“What else did she remember?”
“Like what-all the slaves ate back then. Collards and turnip greens. Sweet potatoes. Pecans when they fell from the tree. Peanuts. Meema called them goobers, but same thing. Blackberries. Streak-o-lean and pig’s feet. Stuff like that. Same food I eat that your mama be fussing at me about. I don’t know what she saying, talking ’bout, don’t eat no pork. What kind of colored folks don’t eat no pork? That’s just foolish talk.”
“So, the white man and Meema talked . . .”
“They shole did. She wasn’t giving him no big piece of information, not at first, but that white man’s pen was moving across that paper like lightning, putting down things. He wrote down what-all her master planted: cotton in the big fields, a big vegetable garden for the big house, and that big peach orchard. That orchard burned down same time as the big house burned down. What’s there now is what the fire ain’t eat. You think that’s a lot of peach trees now, but that orchard was big.”
“Is that what the man asked Meema?

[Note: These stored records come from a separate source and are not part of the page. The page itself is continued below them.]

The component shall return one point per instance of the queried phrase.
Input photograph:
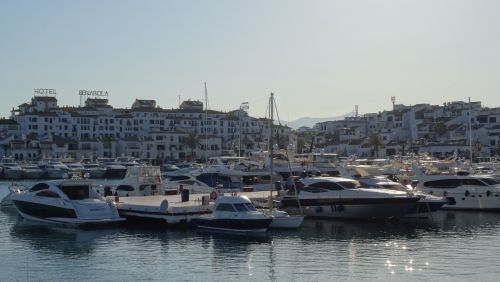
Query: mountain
(310, 121)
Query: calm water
(454, 246)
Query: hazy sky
(320, 58)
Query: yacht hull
(12, 174)
(350, 208)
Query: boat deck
(170, 209)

About the fire?”
“No, that fire was after that white man. And that won’t the first fire, neither. It was a bunch of them. Looked like somebody always was setting fires on Wood Place, but Meema wouldn’t have told that man, no way. Not unless he asked her direct. She and that white man, they talked awhile about what work she had did in slavery time. She never would tell him she worked up there in the big house. I don’t know why. She told him how the cotton harvest went. What work the women did. What work the men did. He asked her about her family. She stayed quiet a long time. Then she said they was all dead. Her granny, her sister, her mama, her daddy. He tried to get her to tell him more about her family, but she wouldn’t. Every time he would try to get to her talk about them, she’d raise her hand. He left, but that night, she wouldn’t eat supper. She died ’bout a year after that.”
“Did Meema ever talk about slavery to you, Mrs. Driskell?”
“She never did. But my mama, she knowed some things. It took a long time for me to find out. I was a grown lady when I found out. I thought it would make me feel better, to know, but that ain’t happen. Mama told me Meema ain’t want to talk about none of that to nobody. It cut her heart to bleeding even thinking about it, but Meema had told the white man the truth. Her daddy had ran off. Her mama lost her mind and died. Her grandma died. Her sister died. Meema and her was twins, like me and Huck. She used to get up in the middle of the night, screaming, ‘Rabbit, Rabbit!’
“That’s what Meema’s sister was named. I don’t know why somebody want to name her that, but they did. Meema be looking straight ahead, singing and crying. Used to be singing in words didn’t nobody understand.”
She sighed, moving the church fan. I waited for her to speak again.
“Them was hard times, baby. You understand me? Real hard times. White peoples, they was mean to coloreds. Y’all young folks don’t know how mean they was. Ain’t nobody gone kill a colored man for looking at a white woman now, but they would do them kind of things back then. They was killing colored men like it was Judgment Day. Hadn’t been for Uncle Tommy, I don’t know how hard it would have been for my family. My mama was a good-looking woman. Ain’t no telling what some white man would have did to her if it hadn’t been for Uncle Tommy. Ain’t no telling what would have happened to my daddy trying to protect her. Uncle Tommy kept us safe. He was a good Christian. He was, but I ain’t want to always be standing in no white man’s shade. And all this time, I been asking myself, why couldn’t them crackers just leave us colored folks alone? Let me tell you something. That white man with his contraption, he killed Meema. That’s what he did, bringing all that up. He broke her heart. I loved Meema. She used to give me candy. Used to save it in her bureau drawer just for me. She was a good woman.”
She took off her glasses. Covered her face. There was another long silence.
“I wish that white man never had came up here that day! I wish to God he never had!”
Her voice had lifted to an anguished shriek. I told her I hadn’t meant to make her sad, but she didn’t reply. The tape recorder kept rolling for the next fifteen minutes, as we didn’t speak. Then my granny told me she was tired. She couldn’t talk about this no more. She was gone lay down.
I stood first, holding out my hands. As she took them, I thanked her for her time.
“You welcome, baby. I’ll see you on Sunday, at church.”